日本には「インド学仏教学」という学問があり、チベット仏教を原典で学ぶひとたちもそこに集うことも多い。9月の初頭には、学術大会があり、チベット関係の研究発表も行われ、時々さまざまな研究上の質問に参拝される人たちによる学会発表もあった。そんな話をふとアボとすることとなった。
「チベット語を学んで、仏教用語を学んで、仏教の研究することは、大変立派なことで素晴らしいと思います。しかし、それが学位を取ることや、仕事を得ることや、自分の身勝手な主張をするためのものであったのなら、それは仏教を学んでないということですよね。」
最近学会で発表される話題が、非常に細かい議論に集中したり、新しく公表された新資料などの研究があることなどをアボと話してるとアボがそんなことを語ってくれる。

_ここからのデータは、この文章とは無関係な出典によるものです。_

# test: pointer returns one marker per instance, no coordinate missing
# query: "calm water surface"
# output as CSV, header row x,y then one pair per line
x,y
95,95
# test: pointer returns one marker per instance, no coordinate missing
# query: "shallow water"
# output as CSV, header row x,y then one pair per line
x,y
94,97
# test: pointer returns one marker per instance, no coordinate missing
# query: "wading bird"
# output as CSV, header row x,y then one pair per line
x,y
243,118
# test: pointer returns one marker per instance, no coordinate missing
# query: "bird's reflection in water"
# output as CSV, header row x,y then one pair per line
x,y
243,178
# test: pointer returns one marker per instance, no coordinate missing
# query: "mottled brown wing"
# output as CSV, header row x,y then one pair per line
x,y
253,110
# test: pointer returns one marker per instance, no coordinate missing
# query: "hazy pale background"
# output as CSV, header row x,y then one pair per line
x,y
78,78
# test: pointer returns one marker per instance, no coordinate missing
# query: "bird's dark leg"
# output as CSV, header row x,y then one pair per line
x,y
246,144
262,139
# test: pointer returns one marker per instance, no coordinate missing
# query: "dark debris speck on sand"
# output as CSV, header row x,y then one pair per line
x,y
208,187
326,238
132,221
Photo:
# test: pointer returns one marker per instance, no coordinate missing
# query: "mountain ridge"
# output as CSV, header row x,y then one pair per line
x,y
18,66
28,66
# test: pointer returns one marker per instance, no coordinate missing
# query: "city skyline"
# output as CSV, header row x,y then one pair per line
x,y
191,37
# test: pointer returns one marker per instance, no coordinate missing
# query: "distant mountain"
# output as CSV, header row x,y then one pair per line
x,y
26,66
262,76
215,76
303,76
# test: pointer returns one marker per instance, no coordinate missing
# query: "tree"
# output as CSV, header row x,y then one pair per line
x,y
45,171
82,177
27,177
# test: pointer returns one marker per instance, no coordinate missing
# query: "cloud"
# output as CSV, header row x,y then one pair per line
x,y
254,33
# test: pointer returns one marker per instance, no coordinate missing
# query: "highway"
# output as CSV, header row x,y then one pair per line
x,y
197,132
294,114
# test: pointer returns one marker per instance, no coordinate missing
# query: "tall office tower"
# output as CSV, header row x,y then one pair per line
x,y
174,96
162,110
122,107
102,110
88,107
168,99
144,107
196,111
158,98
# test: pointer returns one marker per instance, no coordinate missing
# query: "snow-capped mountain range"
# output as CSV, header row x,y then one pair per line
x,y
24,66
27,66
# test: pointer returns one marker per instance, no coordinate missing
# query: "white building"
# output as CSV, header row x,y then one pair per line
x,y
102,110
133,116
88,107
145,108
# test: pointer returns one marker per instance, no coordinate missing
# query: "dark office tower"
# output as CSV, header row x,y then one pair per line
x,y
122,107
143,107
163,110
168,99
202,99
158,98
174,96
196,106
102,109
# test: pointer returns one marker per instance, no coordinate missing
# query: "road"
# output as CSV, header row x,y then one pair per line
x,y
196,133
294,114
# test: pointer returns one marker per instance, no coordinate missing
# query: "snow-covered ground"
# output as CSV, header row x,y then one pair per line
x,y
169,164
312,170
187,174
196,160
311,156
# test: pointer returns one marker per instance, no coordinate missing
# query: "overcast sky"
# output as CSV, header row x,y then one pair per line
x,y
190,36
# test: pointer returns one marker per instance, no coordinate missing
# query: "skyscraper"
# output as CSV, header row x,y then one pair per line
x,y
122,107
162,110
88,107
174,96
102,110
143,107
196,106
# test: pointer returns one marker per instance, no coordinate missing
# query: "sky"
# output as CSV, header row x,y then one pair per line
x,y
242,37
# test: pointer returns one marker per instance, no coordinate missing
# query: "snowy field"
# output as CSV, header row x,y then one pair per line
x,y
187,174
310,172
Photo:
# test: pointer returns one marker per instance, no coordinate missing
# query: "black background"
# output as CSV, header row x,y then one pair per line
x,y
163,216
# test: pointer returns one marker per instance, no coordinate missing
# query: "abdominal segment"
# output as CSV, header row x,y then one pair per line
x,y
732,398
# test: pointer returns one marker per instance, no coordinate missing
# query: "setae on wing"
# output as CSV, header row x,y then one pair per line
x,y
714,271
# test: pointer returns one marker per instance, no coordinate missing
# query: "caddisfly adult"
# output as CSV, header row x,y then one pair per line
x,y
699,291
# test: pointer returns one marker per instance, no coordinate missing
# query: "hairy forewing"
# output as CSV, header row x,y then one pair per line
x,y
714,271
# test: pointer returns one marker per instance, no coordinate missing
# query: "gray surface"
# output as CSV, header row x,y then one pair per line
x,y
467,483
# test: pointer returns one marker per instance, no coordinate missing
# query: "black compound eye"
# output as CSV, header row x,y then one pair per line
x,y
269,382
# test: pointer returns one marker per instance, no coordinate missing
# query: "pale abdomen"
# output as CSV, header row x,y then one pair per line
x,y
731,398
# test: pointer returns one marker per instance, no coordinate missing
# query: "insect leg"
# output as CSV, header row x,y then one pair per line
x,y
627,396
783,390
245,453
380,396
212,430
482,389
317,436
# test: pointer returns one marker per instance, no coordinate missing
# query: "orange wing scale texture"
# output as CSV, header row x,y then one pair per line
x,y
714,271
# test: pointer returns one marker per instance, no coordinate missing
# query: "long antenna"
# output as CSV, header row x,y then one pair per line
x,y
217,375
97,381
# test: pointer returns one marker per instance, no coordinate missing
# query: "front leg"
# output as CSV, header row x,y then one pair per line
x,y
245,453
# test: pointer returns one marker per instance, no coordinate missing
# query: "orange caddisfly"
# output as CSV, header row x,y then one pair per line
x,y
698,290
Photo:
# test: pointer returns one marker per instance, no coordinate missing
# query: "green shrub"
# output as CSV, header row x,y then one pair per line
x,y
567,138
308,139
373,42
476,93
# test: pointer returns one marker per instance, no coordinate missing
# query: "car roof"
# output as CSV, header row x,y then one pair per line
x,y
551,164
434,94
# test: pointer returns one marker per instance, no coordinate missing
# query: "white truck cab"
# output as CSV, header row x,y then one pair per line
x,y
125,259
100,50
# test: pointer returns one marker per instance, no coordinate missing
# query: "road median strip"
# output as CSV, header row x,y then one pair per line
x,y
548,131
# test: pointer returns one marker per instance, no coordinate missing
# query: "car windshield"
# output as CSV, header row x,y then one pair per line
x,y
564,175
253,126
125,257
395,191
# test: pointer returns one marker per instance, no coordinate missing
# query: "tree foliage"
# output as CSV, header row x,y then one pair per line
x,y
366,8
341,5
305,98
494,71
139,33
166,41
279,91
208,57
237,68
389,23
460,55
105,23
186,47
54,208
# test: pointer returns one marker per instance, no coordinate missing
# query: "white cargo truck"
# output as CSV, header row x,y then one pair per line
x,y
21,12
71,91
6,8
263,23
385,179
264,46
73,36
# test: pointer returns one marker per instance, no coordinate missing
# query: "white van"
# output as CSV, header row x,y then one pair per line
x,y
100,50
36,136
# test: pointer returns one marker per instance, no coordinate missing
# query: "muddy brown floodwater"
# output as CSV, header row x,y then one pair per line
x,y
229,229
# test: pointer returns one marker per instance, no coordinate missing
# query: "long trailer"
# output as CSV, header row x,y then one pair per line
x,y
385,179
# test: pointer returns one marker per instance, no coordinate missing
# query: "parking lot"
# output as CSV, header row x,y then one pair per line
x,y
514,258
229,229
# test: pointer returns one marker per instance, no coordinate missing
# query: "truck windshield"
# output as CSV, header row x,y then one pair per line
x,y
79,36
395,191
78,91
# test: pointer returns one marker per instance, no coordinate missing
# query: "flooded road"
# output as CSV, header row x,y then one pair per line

「仏教で身につけるものってのは、戒・定・慧の三学ですし、そもそも解脱と一切智を実現するために仏教を学ばなければいけないんです。そう考えると本山で何十年も勉強しているゲシェーたちは、本当に驚くべきなんです。私は日本にいるので、そんな勉強はできなかったのですが、ここに来るゲシェーたちはやっぱりすごいなって思いますよ。
もちろん最近は伝統的な僧院の教育について批判的な考えを持っている人もいるのは知ってます。でもやはりバランスよく仏教を学んでいますし、そのなかにはそれをきちんと実践しようとしている人たちもたくさんいるんです。
仏教を学ぶってことは、いろいろな情報を知るということだけではないんです。仏教を学ぶということは<心が法として働くこと>、つまりよい心にならないといけないということです。どんな難しい情報を知ることができても、それが自分の心の糧になっていないのならば、何にも学んでないことなんです。」
私は「そうですね。確かに知識を得て実践できないのならば、全然意味がないし、何の役にも立たないことを学んでも仕方ないですよね」と言ってみたが、アボは語る。
「それは意味がないとか、役に立たないとかいう話じゃないんですよ。学べてないってことなんです。役に立つかどうこうではなく、学ぶことを知らないってことなんです。ちょっといろいろ本を読んだり、知識を得ても学べてないってことなんです」
なかなか厳しいご意見であるが、いつもきちんとしているアボの言葉には大変重みがある。これがチベット仏教の僧院の伝統の重みであると感じる日であった。